Estella (Stella) Hammerstein (January 2, 1882 – June 7, 1975) was an American actress. She was sometimes billed as Stella Steele.

==Early years==
Hammerstein was born on January 2, 1882, in New York City, she was the daughter of Oscar Hammerstein I, a German composer who spent most of his career in America and was the grandfather of Oscar Hammerstein II. and Malvina Jacobi Hammerstein, both of whom initially opposed her going into show business as a profession. In 1908, she told a New York Times reporter of her father's reaction when, at age 20, she told him that she was going into musical comedy: "Papa without more ado piled me over his knee and applied the hairbrush vigorously." Eventually he accepted her desire to be an actress.

==Career==
In 1902, Hammerstein joined the stock theater company headed by Daniel Frohman. She debuted on January 7 of that year in Frocks and Frills. In 1904, she went to London to study drama and soon joined an opera company. Her stay was cut short when her father ordered her home as a way of breaking up a romantic relationship that she had developed with a magazine publisher. She returned to London in April 1907 to join one of the theatrical companies of George Joseph Edwardes. In 1908, she returned to the United States to perform in George M. Cohan's The Yankee Prince when it had its premiere in Hartford, Connecticut.

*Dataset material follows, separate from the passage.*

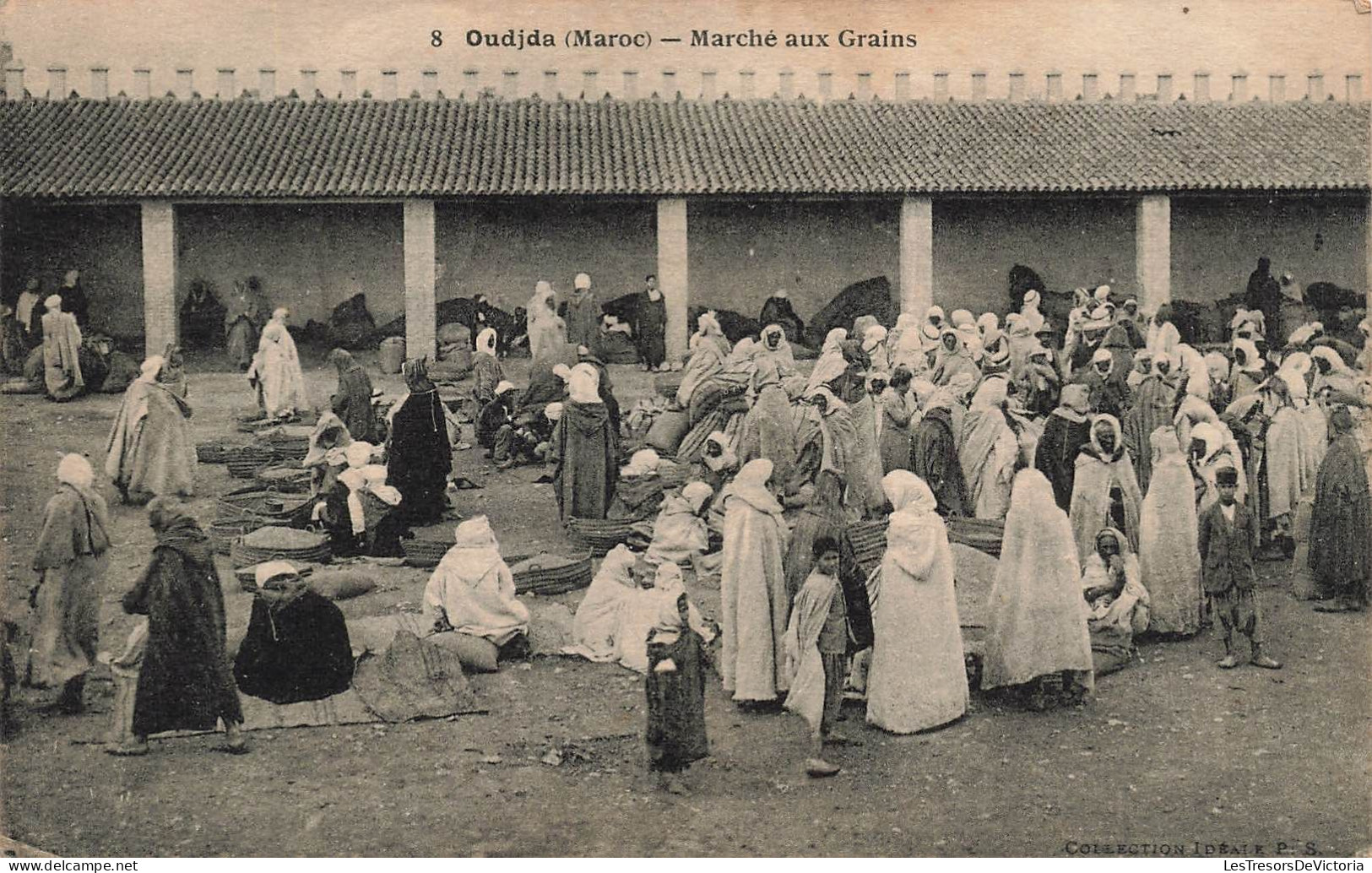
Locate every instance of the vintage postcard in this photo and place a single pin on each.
(621, 429)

Hammerstein's hopes of eventually singing grand opera and becoming a prima donna were dashed when her father's throat specialist told her in 1908 that her vocal cords were "much too weak for really great music".

Hammerstein's Broadway credits included Everywoman (1911), The American Idea (1908), The Yankee Prince (1908), Winsome Winnie (1903), The Blonde in Black (1903), Notre Dame (1902), and Frocks and Frills (1902). She also appeared in On the Eve at the Hollis Street Theatre in Boston in 1909.

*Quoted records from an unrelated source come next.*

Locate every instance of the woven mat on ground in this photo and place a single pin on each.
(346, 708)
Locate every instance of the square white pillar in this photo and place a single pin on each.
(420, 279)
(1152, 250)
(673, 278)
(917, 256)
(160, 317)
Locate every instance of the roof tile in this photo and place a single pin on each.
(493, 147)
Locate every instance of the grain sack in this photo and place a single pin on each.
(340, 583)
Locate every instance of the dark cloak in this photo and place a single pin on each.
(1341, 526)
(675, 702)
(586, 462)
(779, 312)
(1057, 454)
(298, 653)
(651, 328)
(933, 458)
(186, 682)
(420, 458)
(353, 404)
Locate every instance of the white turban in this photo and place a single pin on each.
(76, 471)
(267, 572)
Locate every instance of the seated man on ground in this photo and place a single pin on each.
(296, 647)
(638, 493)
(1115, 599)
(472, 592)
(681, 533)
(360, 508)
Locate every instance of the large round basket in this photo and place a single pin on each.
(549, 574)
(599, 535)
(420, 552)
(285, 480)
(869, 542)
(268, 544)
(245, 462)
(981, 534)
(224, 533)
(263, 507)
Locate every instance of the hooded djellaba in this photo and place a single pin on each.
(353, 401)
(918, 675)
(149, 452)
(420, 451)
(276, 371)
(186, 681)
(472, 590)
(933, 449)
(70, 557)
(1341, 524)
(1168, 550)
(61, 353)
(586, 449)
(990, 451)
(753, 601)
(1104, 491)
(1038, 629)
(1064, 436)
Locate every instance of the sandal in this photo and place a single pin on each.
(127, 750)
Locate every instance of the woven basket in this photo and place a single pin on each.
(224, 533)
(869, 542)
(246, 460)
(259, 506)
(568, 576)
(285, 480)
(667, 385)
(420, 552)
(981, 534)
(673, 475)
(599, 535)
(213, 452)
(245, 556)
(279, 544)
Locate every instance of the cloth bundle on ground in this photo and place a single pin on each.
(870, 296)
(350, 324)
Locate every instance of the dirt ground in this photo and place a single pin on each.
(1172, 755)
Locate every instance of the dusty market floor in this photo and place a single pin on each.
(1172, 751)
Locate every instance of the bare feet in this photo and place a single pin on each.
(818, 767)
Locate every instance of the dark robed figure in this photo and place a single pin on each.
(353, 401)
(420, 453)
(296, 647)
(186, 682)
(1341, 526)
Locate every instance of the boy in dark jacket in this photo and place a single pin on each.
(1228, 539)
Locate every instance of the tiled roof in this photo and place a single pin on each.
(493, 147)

She initiated her vaudeville career in 1912 in a playlet, The Tyranny of Fate, in Atlantic City. The following year, she co-authored Getting the Goods, a play for vaudeville.

Hammerstein appeared in the films The Ace of Death (1915), Anna Karenina (1915), and Social Hypocrites (1918).

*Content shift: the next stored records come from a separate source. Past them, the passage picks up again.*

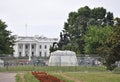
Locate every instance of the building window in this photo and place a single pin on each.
(40, 46)
(32, 53)
(26, 53)
(45, 54)
(45, 46)
(26, 46)
(20, 54)
(20, 47)
(40, 54)
(32, 46)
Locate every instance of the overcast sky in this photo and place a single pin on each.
(46, 17)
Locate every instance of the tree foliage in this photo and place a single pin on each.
(6, 40)
(78, 23)
(95, 37)
(110, 50)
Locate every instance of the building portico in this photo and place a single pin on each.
(32, 46)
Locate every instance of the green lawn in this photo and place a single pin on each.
(80, 73)
(53, 68)
(94, 76)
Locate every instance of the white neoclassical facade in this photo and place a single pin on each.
(33, 46)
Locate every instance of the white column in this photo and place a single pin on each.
(23, 54)
(16, 50)
(30, 53)
(37, 50)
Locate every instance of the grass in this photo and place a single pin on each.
(58, 75)
(82, 73)
(54, 68)
(94, 76)
(26, 77)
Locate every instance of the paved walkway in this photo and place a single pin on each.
(7, 77)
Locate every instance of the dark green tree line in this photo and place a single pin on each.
(78, 23)
(6, 40)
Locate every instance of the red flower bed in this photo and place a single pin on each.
(44, 77)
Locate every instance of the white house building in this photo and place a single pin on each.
(33, 46)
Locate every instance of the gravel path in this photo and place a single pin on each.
(7, 77)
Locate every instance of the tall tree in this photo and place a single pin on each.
(95, 37)
(78, 23)
(110, 50)
(6, 40)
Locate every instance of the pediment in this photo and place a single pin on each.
(27, 40)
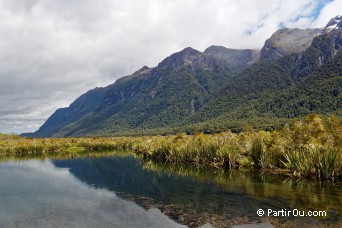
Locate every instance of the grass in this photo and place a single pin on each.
(309, 148)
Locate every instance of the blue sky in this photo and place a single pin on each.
(53, 51)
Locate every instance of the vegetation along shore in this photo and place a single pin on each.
(309, 148)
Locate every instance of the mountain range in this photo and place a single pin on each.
(297, 72)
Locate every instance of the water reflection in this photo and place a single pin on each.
(201, 191)
(187, 193)
(37, 194)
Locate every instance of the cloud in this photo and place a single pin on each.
(53, 51)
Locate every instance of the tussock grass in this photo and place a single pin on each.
(309, 148)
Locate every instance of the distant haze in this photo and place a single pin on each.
(53, 51)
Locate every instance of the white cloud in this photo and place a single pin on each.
(331, 10)
(52, 51)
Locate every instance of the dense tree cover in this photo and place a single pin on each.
(311, 147)
(192, 91)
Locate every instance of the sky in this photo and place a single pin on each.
(52, 51)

==Hammerstein Amusement Company==
In September 1919, approximately two months after the death of their father, Hammerstein and her sister, Rose Hammerstein Tostevin, became owners of the Hammerstein Amusement Company. A judge of the Supreme Court of the State of New York ruled that the two daughters were the rightful owners of 4,998 shares of the company's total of 5,000 shares of stock. The ownership had been the subject of a legal dispute involving the sisters, Oscar Hammerstein's widow, and a trust company with which the shares had been deposited as security for alimony payments to Oscar Hammerstein's first wife.

==Personal life==
On October 5, 1912, Hammerstein married Frederick Lionel Chester Keating, an attorney, in Jersey City. They were divorced in March 1920, and on April 1, 1920, she married Charles Fyles Pope, vice-president of the International Doll Association.